In the case of Thirteen Fugues, it's a character rather than a melody being transformed: each section or story deals with Tanya at a different time in her life. Themes repeat and morph as Tanya grows—sexuality and eroticism, sisterhood, law and religion, death, patriotism—bleeding into each other until they form something new. Sometimes Tanya becomes a new person, as in "Bikini" and "Voluptuous Anguish," discovering and creating new versions of herself.

It's unclear at times what's real and what's imagined, especially when her sister, Jane, is involved—Fink does a wonderful job capturing the ecstatic confusion of childhood. In "World Records," we are introduced to Tanya and her sister Jane as they pore over the Guinness Book of World Records and Ripley's Believe It or Not!. What might seem like natural childhood curiosity is soon revealed to be more. Violence and sensuality run down the center of these girls' relationship. "She would skin easily," Tanya thinks as she digs her nails into her sister, "where they'd scratched messages to each other all summer, carving out their names in those smooth chalkboard flats just above the knee." Jane hurts Tanya and she welcomes it, longs to be in contact with her older sister even in the most gruesome of ways: "She imagines herself skinned and tanned and stretched around Jane like a shawl." Later, in "Vertebrae" and "Spitbugs," we see Tanya resist her sister's many excuses to touch her, but throughout the book  she often revels in the attention, wanting to bond with her sister on the most intimate levels.

Tanya's relationship with Jane dominates about half of the book, but as Tanya gets older, her sexual energy finds other outlets.

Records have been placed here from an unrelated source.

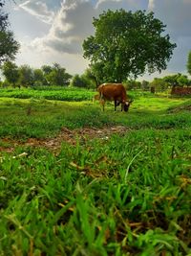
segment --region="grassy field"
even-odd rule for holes
[[[191,255],[189,99],[132,92],[123,113],[83,97],[3,96],[0,255]],[[22,144],[114,127],[125,132],[84,131],[56,151]]]

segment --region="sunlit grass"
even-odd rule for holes
[[[55,151],[0,151],[0,255],[191,254],[190,101],[131,96],[128,113],[93,101],[0,98],[1,138],[127,128]]]

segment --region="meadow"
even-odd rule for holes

In "Plugged," her desire becomes frantic and the prose starts to break:

Plug me up plug me up words blurred against the whir of her
mouth and
          winter starved trees rustle outside they
          could be your morning breath, voice slow, gritty, the mac
          truck passes (driver pumped up on grainy sugar sweet
                   cocaine, throat too dry to match that country
                   western radio as he pumps that gas pedal
                   hard down this house a blur running
                   tongue against parched lips leaning deeper
                   down into his custom-beaded seat
                   remembering the taste of those wrinkled
                   maps of veins behind your knees at dawn)

The prose gets frantic in other places, too, though it generally keeps its margins. In "Slipping," punctuation will disappear and syntax will tangle during moments of sexual fantasy, contrasting the reasonable prose surrounding the topics of Jewish law and the question: "Can women rape men?"

Thirteen Fugues deals with many questions and problems, but it doesn't pretend to provide answers. In the final section, "Thirteen Fugues," a tale is told of a man who was absorbed into a fugue state, believing for a period that he was another man entirely and developing a new life in that persona before snapping back to his old self and remembering none of it. This parallels a story about Jane's epileptic aspirations, and Tanya's own momentary fugue state during which she cannot remember her name. The man's case is studied but not solved. Jane is not epileptic, no matter how much she wants to be. But Tanya runs toward home, her name echoing as her feet pound against the pavement. All the struggles of the book have led here, to this quiet moment. There's no grand plot arc, no problems solved. There's just Tanya.

Remember that when you begin reading Thirteen Fugues. Don't expect it to be like anything you've ever read before. Surrender to the language, to the imagery, to the characters, and you will find yourself transported into your own fugue state, thinking and feeling differently than you have before.